The Perseid meteor shower is heating up, but unfortunately, the Moon will cool it off.
Like all meteor showers, the Perseids are the progeny of a comet -- in this case, Comet Swift-Tuttle, which orbits the Sun every 135 years or so. As it gets close to the Sun, solar heat vaporizes some of its outer layers of frozen water and gases. This also releases small grains of solid material.
Over time, these grains spread out along the comet's orbit. Earth flies through this dusty pathway every summer, sweeping up some of the dust grains. As they slam into the atmosphere, they explode into streaks of superhot gas -- the streaks of light known as meteors or shooting stars.
But the Perseids are "clumpy." Big clouds of dust grains stick together. Many of the clumps are close to the comet itself. So when Swift-Tuttle returns to the inner solar system, the number of meteors goes way up.

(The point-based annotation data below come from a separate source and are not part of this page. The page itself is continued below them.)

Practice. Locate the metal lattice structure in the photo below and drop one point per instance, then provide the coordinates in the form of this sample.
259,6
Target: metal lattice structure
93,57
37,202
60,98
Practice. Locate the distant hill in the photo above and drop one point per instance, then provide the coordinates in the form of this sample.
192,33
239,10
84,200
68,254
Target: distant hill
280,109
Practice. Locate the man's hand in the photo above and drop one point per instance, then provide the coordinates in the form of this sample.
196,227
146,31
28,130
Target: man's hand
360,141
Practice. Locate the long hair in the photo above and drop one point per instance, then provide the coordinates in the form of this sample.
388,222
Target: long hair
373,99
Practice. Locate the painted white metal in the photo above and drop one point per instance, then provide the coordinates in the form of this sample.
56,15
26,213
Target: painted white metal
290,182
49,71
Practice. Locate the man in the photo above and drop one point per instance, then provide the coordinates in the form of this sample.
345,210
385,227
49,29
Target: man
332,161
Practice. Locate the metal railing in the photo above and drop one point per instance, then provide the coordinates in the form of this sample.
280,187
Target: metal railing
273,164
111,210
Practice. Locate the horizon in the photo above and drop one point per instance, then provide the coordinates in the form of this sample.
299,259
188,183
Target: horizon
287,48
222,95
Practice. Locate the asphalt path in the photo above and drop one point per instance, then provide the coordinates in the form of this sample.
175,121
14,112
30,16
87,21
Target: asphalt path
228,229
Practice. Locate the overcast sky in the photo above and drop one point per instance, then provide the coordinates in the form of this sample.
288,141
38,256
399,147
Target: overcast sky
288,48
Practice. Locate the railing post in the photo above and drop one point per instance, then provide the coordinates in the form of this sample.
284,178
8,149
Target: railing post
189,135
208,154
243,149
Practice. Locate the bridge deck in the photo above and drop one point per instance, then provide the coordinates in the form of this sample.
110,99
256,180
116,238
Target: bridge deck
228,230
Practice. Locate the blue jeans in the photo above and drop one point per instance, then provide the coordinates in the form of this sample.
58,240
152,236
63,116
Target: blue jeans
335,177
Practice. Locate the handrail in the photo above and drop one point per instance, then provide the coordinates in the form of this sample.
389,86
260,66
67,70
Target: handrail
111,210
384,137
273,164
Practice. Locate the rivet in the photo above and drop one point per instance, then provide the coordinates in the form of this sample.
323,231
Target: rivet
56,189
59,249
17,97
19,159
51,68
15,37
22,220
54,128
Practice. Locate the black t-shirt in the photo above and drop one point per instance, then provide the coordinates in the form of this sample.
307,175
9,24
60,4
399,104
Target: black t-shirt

The comet last passed our way a decade and a half ago, but there's still a possibility that we could pass through one of the dense clumps this year.
But when the shower reaches its peak on Tueday night, the bright Moon will be in the sky during the best hours for meteor watching, so it'll overpower all but the brightest Perseids.
To try your luck, though, the best time to look is after midnight, as your portion of Earth turns more directly into the meteor stream. Find a dark but safe site away from city lights, then scan the sky for the fireworks.